Many bloggers are sceptical about new blogs, wanting evidence of longevity before the initial burst of enthusiasm can be evaluated. But my opinion is that silence never encourages, and that enthusiasm grows with enthusiasm returned. Greg left a couple of very pertinent remarks here earlier in the week, on both my rudimentary (and yet to be tested!) comment policy and my recent consideration of Roman historiography. They struck me as intelligent and meant very much in the spirit of conversation, so I visited his blog to see what else he’s been ruminating about.
Greg writes from Canberra in Australia, and while his focus is by no means on the city, he does capture its essence in one brief burst – his comments on being accosted by evangelical Catholics in Civic had personal resonance for me, having lived thereabouts for six years. Canberra is very often a city of extreme and contradictory opinion, thrown about without much consideration for whether anyone is listening. Greg’s also perceptive in his assessment of the encounter, considering the importance of beliefs expressed even as he rues the lack of an internally functional paradigm within much religious debate. In other words, reason flies out the window all too often when dissent dares object to the received wisdom.

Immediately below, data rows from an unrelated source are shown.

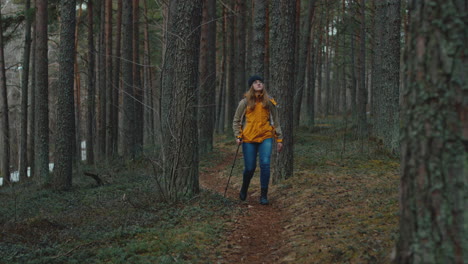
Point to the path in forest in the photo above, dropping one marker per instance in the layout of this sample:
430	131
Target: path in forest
256	235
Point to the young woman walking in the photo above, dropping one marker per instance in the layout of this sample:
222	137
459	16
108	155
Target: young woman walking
255	126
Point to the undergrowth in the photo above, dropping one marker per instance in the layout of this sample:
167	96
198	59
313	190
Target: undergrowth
340	206
343	199
122	221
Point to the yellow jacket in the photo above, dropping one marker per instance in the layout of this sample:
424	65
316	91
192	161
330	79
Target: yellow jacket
259	124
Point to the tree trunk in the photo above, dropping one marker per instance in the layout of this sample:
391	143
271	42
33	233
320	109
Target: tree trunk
91	100
179	84
362	95
23	163
434	168
320	64
148	89
327	55
32	117
231	101
109	87
137	78
390	74
64	140
101	81
258	39
241	85
128	106
117	87
282	73
301	61
206	100
310	96
5	131
222	87
76	147
42	93
343	33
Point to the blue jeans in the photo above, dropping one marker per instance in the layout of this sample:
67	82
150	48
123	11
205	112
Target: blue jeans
250	151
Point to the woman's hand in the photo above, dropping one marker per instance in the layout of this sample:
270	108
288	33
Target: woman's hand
279	146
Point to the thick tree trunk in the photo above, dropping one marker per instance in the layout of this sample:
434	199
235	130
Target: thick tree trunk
91	100
362	92
23	163
258	39
241	85
390	73
5	130
42	102
64	140
220	120
148	88
311	78
137	78
117	86
434	168
282	74
77	89
301	62
101	81
110	141
32	116
179	84
128	106
231	101
206	98
327	55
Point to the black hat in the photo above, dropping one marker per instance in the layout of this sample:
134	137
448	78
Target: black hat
254	78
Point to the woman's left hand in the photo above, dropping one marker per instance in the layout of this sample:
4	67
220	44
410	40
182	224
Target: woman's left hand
279	146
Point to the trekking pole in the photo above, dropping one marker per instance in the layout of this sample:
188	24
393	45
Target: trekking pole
230	174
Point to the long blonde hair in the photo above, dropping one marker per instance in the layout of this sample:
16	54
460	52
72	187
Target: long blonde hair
252	98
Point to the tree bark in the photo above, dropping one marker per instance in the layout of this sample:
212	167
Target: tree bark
64	140
109	87
301	61
390	73
101	80
32	116
434	167
128	106
362	92
42	102
179	98
138	91
282	73
241	85
91	100
206	100
231	101
258	39
23	162
117	83
5	131
148	88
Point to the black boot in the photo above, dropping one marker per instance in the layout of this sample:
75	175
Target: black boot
263	197
243	192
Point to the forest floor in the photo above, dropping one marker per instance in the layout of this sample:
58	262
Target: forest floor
339	206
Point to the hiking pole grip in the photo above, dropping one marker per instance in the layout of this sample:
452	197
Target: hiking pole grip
230	174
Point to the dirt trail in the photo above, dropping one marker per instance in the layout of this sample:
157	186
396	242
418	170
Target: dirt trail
256	235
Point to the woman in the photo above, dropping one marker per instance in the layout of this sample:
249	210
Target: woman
255	126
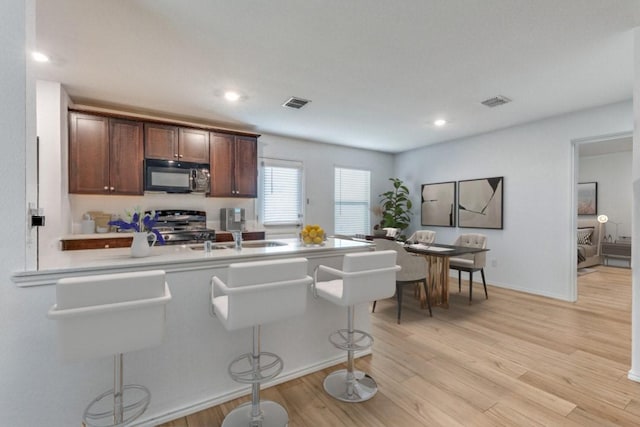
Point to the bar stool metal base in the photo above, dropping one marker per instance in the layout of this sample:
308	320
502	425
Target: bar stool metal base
273	415
101	413
337	385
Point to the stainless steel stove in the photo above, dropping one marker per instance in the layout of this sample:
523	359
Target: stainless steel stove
181	227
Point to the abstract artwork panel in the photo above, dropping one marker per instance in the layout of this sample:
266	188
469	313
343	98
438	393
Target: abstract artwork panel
438	201
480	203
587	198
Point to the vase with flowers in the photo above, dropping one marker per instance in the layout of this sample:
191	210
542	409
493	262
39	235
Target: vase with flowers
144	233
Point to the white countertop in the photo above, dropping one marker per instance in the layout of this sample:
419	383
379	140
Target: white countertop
169	258
123	234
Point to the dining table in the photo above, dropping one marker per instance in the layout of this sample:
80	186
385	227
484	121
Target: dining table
437	256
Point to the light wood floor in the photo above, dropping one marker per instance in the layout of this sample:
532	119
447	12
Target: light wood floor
512	360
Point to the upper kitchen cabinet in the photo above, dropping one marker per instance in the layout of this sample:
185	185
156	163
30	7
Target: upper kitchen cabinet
234	167
167	142
105	155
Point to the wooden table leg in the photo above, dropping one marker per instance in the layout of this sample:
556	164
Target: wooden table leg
438	281
445	282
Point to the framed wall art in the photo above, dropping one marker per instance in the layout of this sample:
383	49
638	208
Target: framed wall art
438	202
587	198
480	203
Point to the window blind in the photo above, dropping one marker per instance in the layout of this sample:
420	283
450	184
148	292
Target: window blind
352	191
281	192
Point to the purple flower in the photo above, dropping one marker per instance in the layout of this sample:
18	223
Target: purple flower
138	223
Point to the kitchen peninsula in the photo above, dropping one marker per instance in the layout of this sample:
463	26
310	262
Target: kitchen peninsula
189	371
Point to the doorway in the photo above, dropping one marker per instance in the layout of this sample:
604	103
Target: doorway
604	162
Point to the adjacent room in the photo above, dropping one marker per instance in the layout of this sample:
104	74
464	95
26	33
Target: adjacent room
320	213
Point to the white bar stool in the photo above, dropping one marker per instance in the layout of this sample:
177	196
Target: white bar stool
111	314
364	277
257	293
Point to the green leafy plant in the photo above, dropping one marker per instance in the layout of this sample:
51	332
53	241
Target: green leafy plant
396	206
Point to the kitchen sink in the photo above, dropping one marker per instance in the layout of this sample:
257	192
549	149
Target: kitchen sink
213	247
248	244
262	244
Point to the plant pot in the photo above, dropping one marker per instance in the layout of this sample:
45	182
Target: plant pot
140	246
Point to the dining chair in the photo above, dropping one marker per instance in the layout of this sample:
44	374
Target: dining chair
414	270
423	236
470	262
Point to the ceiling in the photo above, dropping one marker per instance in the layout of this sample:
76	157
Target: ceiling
378	72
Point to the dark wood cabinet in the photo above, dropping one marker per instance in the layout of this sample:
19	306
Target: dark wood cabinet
194	145
234	165
160	142
105	155
167	142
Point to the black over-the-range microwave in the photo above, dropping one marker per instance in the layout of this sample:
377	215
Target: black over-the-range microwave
176	176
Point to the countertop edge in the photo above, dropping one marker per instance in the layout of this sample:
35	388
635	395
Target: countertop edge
51	276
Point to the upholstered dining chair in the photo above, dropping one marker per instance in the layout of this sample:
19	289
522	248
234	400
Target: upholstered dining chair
392	232
470	262
414	271
423	236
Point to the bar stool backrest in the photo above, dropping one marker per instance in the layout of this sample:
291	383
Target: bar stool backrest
266	291
109	314
378	278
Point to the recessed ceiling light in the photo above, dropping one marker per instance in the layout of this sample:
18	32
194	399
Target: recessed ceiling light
39	57
231	96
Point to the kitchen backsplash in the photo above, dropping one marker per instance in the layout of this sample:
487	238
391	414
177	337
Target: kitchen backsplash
81	204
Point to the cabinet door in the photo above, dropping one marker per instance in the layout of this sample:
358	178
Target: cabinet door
160	142
126	156
88	154
194	145
246	167
222	158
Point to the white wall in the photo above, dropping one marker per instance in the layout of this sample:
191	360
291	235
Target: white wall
612	172
533	251
23	363
52	103
634	373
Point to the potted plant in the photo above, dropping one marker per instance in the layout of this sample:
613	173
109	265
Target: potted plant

You might not agree with everything Greg writes, but that’s the whole point. He wants to start a conversation, and disagreement is inherent in any dialogue. So Greg, if you’re reading this, I will reply to your comments soon and I’m sure there’ll be much more to talk about. To everyone else who cares to converse, pay Our Cognitive Surplus a visit. It’s just beginning, but there should be a great deal more to come.